Marisa fue encontrada desmayada en el baño del hospital por una de las señoras de limpieza.
Cuando volvió en sí, ya estaba acostada en una cama limpia, cubierta con una sábana blanca. Una enfermera, con el expediente en la mano y una expresión seca, le informó:-
—Tienes que avisar a tus familiares para que vengan a traerte ropa.
Marisa fijó la vista en el techo, sintiéndose más sola que nunca.
—Mi esposo falleció —respondió con voz apagada—. Mi cuñada está embarazada, así que toda la familia anda pendiente de ella. Nadie tiene tiempo para mí.
Por primera vez, la enfermera dejó ver algo de compasión en su cara. Suspiró y le dijo:
—Espera aquí, voy a comprarte algo de ropa.
Al regresar, la enfermera venía platicando con una compañera. Caminaban rápido y no paraban de compartir chismes.
—Te juro que acabo de ver a una señora bien complicada en la sala de urgencias de al lado —decía la compañera—. Que si su nuera mayor está embarazada y que la otra nuera ni responde el teléfono ni se aparece por el hospital, que según esto no tiene modales ni educación. Y el hijo, igualito: nomás pendiente de la esposa, no la deja ni para ir a servirle agua, que si no está bien caliente el café, que si la sopa no tiene la sazón... ¡Vaya familia!
Mientras escuchaba esas voces apagadas, Marisa tomó su celular. Estaba sin batería, apagado, igual que ella por dentro.
No necesitaba mucho para saber que la nuera de la que hablaban era ella.
Después de ponerse la ropa nueva que le trajo la enfermera, Marisa sacó unos billetes de su bolsa y se los entregó con un agradecimiento rápido. Solo quería salir de ahí cuanto antes.
Pero apenas cruzó la puerta de la habitación, se topó de frente con su suegra, quien justo en ese momento trataba de llamarla desde el pasillo, frente a la habitación de Noelia.
La mirada de la señora estaba cargada de enojo y reproche.
Sin darle chance de decir nada, la sujetó con fuerza del brazo y la arrastró hacia el cuarto de Noelia.
—¿Dónde te habías metido? ¡Ni el teléfono contestas! Tu cuñada está embarazada y ni te apareces a verla, ¿no te enseñaron modales? ¡Qué falta de educación la tuya!
Marisa apenas podía defenderse ante esa lluvia de reclamos. Su suegra nunca había sido una santa, pero al menos antes disimulaba y no se atrevía a armar semejante escena en público.
Ahora ni las apariencias le interesaban. ¿Qué había cambiado?
Mientras la regañaba, Marisa notó la sonrisa satisfecha de Noelia, que la miraba desde la cama, como si disfrutara el espectáculo.

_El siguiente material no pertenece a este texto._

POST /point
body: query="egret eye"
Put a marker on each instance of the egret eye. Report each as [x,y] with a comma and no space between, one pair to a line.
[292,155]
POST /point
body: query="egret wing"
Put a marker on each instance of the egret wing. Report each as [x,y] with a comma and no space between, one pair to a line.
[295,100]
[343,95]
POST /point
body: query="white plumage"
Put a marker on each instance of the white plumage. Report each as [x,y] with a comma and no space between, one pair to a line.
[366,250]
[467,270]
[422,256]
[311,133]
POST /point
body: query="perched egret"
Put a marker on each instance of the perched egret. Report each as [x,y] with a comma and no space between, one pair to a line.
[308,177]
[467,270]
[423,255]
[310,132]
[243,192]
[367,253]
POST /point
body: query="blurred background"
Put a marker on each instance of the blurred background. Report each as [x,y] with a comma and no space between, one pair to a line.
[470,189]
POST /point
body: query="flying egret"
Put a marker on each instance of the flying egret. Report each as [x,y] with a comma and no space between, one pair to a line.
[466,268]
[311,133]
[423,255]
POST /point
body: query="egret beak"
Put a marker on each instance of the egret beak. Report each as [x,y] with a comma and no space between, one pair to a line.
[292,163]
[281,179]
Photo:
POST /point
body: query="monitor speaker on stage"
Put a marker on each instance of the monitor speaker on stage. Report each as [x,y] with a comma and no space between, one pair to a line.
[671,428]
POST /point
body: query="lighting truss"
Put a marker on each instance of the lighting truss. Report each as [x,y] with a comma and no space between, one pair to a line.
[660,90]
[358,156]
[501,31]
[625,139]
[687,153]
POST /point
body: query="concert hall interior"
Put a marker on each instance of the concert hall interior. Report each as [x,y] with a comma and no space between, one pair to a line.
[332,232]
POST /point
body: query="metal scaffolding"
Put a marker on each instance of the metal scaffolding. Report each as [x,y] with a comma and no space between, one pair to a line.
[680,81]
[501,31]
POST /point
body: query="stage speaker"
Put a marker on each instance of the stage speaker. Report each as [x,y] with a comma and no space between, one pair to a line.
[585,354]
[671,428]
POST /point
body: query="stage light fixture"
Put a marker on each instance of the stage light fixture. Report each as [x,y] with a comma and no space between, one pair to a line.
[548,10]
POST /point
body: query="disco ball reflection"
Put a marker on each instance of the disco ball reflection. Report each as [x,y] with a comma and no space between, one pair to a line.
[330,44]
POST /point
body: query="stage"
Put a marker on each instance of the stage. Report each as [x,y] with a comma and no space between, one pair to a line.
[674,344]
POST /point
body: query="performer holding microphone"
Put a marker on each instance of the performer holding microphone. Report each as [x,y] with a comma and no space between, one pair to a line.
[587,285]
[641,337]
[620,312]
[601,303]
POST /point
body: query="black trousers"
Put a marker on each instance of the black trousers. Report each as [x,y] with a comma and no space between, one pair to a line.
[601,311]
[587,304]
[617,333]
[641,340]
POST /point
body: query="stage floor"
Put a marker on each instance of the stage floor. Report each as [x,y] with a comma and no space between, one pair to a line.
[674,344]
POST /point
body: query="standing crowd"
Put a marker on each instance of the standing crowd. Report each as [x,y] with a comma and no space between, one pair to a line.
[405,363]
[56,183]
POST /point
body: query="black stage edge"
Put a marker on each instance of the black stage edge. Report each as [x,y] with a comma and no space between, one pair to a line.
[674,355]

—Si tienes tanto miedo de que te quiten a tu esposo, mejor preocúpate por tu embarazo. Recuerda que fui yo quien movió cielo y tierra para que te atendiera el doctor Ramírez. ¿No se te ocurre que deberías agradecerme primero?
Noelia la miró con desprecio.
—¿Agradecerte? ¿Por qué? Si ni siquiera lo hiciste de buena gana, solo porque mi esposo y tú hicieron un trato. No te hagas la buena gente.

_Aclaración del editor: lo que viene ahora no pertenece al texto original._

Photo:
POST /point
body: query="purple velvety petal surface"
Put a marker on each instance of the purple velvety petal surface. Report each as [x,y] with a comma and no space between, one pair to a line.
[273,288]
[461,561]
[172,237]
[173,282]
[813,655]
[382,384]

Marisa ya no quería seguir discutiendo. Sabía que con quien no entiende de respeto, hablar de más es perder el tiempo.
Además, todo lo que había hecho fue por presión de la familia Loredo. No necesitaba ni esperaba el agradecimiento de Noelia.
Dio media vuelta para irse, pero la voz chillona de Noelia la detuvo:
—¡Marisa, ni se te ocurra moverte! Cuando tu cuñada te habla, te quedas y escuchas. Te lo advierto, sé perfectamente lo que tramas. No vayas a aprovecharte de mi embarazo para hacer tus porquerías. Mi esposo podrá parecerse a Samuel, pero nunca será tuyo. Si llegas a arruinar mi vida, ni muerta te lo perdonaría.
Marisa la miró de reojo, levantando una ceja con actitud desafiante.
—Ni a Samuel ni a Nicolás los quiero. Me dan asco.